Now look to the British school of hard knocks and the strategic lessons they learned (but seem to have also largely forgotten) in regards to the true drivers of, and resolution to resistance insurgency warfare and recolutionary insurgency illegal democracy.
First, why make the distinction? Simple, because warfare solutions work against war, but political solutions are necessary for democracy. War is a violent political conflict between two distinctly separate entities. Illegal democracy are those illegal, and often violent to a war-like degree, activities to coerce change of governance within a single system of governance. Historically we call the military suppression of revolution a COIN "win" for the state. Truly "good enough for government work," but in reality, unless governance evolves to address the driving issues, this approach makes the actual insurgency worse even as it tamps down the symptoms for 10-15 years.
British lessons began in the Northern Ireland and American colonies, though took a century or so to sink in. The mid-1800s resolution to grant to the British colonists in Canada, South Africa, New Zealand and Australia the same rights previously ask for by and denied to the American colonists is one example of strategic learning. This paved the way to the relinquishing of colonial control and fostering the emergence of self determined governance in Malaya a century after that.

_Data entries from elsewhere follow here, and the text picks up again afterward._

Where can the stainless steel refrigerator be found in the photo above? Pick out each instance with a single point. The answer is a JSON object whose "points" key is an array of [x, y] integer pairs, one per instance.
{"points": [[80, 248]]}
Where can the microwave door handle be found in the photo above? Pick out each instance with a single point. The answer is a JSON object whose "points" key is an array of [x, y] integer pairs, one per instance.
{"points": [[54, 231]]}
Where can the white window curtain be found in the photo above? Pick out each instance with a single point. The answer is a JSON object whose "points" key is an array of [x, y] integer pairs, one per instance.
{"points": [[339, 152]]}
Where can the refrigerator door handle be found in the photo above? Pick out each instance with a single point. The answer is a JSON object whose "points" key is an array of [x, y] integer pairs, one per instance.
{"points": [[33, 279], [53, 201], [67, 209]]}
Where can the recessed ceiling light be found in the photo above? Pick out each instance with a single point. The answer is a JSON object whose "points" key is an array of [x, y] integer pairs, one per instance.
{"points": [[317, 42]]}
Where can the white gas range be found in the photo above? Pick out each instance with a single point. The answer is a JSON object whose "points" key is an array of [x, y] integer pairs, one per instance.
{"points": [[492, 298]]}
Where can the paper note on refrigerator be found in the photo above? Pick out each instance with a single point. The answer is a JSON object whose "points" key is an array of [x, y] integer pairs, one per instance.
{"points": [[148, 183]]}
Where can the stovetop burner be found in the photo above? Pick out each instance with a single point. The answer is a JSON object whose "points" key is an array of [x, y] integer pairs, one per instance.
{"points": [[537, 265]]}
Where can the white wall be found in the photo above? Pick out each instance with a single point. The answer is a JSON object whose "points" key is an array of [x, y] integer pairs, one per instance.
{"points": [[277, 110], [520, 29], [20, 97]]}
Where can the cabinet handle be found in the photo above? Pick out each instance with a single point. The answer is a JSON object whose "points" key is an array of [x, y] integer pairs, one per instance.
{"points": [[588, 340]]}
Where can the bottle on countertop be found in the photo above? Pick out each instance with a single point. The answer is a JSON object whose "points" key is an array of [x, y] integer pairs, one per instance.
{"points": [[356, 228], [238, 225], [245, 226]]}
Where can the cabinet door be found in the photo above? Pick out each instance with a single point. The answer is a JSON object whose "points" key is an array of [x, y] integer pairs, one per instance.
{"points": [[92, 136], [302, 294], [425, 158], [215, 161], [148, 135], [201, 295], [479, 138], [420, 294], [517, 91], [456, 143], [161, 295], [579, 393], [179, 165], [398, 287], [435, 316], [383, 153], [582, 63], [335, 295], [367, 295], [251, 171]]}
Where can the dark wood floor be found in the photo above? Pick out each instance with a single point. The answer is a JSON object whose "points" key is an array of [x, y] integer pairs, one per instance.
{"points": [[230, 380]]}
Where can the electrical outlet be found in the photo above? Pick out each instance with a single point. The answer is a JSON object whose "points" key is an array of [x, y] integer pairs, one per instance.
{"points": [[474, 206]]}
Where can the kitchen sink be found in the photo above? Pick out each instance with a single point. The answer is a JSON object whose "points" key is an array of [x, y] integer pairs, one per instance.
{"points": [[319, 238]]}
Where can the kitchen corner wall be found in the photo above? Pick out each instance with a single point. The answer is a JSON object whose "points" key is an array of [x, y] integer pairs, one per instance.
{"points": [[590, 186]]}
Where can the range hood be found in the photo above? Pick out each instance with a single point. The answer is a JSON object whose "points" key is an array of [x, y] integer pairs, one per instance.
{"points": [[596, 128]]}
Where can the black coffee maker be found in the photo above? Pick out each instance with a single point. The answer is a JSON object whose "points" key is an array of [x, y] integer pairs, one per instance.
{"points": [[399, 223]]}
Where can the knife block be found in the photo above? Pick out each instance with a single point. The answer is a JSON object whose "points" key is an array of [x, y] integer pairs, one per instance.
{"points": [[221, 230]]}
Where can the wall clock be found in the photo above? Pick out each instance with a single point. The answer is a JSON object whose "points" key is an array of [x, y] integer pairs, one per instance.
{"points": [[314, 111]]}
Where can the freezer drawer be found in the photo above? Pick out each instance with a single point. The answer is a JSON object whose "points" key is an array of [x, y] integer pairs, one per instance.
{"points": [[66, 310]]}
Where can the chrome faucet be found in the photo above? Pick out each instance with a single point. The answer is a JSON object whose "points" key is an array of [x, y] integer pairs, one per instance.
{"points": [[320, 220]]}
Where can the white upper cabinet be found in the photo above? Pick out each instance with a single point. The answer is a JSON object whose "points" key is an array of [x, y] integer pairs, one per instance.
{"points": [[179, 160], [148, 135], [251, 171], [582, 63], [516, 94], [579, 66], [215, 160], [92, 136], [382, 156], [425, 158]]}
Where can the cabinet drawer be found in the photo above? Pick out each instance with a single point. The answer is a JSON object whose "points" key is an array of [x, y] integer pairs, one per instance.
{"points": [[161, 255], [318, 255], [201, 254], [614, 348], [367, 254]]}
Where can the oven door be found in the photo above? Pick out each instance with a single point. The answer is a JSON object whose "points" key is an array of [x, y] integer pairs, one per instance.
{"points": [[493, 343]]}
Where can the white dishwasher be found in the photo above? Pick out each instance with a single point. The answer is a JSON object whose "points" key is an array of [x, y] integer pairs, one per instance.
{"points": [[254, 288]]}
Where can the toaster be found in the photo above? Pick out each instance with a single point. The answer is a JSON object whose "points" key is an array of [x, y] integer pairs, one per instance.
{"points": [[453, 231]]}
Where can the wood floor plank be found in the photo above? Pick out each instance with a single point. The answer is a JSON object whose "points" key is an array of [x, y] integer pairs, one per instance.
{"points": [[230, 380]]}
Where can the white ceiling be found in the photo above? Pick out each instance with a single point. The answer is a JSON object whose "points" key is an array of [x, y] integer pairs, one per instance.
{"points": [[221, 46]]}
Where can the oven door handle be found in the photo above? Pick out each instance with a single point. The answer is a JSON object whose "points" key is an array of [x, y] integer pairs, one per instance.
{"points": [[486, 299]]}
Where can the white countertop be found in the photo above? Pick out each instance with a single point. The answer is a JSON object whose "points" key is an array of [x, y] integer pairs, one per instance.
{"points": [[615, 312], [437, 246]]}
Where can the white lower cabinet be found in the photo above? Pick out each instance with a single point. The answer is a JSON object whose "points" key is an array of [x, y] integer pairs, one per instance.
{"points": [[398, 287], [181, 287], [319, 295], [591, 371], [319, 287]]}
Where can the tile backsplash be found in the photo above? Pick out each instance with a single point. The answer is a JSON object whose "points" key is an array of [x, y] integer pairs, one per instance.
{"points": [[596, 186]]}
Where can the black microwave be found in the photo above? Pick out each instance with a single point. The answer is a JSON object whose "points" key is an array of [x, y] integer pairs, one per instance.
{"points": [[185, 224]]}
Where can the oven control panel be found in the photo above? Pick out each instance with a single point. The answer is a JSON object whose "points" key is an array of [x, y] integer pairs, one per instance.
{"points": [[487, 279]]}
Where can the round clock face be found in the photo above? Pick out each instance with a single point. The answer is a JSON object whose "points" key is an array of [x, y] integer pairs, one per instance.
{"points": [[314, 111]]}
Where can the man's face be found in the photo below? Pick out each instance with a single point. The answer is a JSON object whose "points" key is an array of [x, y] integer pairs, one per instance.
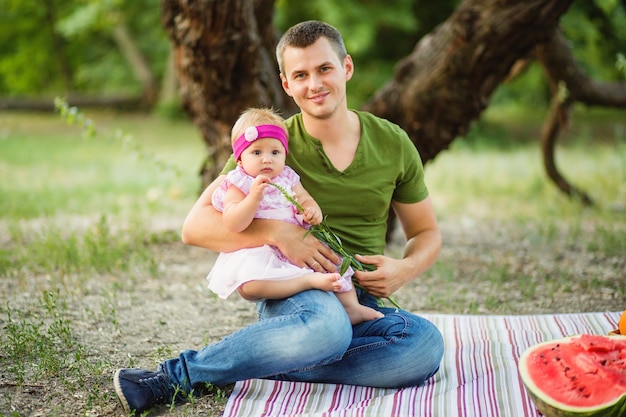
{"points": [[316, 78]]}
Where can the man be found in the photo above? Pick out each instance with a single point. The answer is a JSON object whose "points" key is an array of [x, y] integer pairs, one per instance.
{"points": [[355, 165]]}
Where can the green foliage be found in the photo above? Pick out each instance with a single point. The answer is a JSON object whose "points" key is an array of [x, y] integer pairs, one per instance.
{"points": [[56, 47]]}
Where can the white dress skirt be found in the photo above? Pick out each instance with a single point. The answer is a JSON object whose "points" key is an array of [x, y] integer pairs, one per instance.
{"points": [[231, 269]]}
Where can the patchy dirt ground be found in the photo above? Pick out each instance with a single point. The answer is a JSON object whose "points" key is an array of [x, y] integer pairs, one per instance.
{"points": [[139, 319]]}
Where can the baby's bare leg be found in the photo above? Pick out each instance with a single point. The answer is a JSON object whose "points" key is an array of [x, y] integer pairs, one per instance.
{"points": [[277, 289], [357, 312]]}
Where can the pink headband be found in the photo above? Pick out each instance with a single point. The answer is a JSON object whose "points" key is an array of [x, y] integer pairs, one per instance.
{"points": [[253, 133]]}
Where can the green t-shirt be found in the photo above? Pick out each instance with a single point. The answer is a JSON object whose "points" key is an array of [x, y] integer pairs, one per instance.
{"points": [[356, 201]]}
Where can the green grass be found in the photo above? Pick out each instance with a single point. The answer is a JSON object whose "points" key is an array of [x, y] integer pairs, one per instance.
{"points": [[77, 222]]}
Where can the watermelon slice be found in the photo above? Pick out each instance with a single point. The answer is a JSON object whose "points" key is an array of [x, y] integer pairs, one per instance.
{"points": [[578, 376]]}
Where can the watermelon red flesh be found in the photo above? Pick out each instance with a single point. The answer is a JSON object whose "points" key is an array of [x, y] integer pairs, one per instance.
{"points": [[590, 370], [583, 375]]}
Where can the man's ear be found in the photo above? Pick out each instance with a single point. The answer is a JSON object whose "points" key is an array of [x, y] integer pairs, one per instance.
{"points": [[285, 84], [348, 65]]}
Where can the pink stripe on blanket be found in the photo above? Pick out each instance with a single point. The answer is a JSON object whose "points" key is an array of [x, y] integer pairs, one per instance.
{"points": [[478, 375]]}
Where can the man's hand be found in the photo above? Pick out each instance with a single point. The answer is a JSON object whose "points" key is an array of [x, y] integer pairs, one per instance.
{"points": [[389, 276], [305, 250]]}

Those lessons were somehow lost on Americans who deluded ourselves to believe that our superior rationale and lighter touch for imposing our political will onto others would somehow make us exempt from the laws of human nature. So while we often borrow British tactics, we cling to American strategy, with tragic results.
Why have the British COIN efforts embedded within US led operations failed to yield durable strategic results? Simple, because good tactics cannot overcome bad strategy.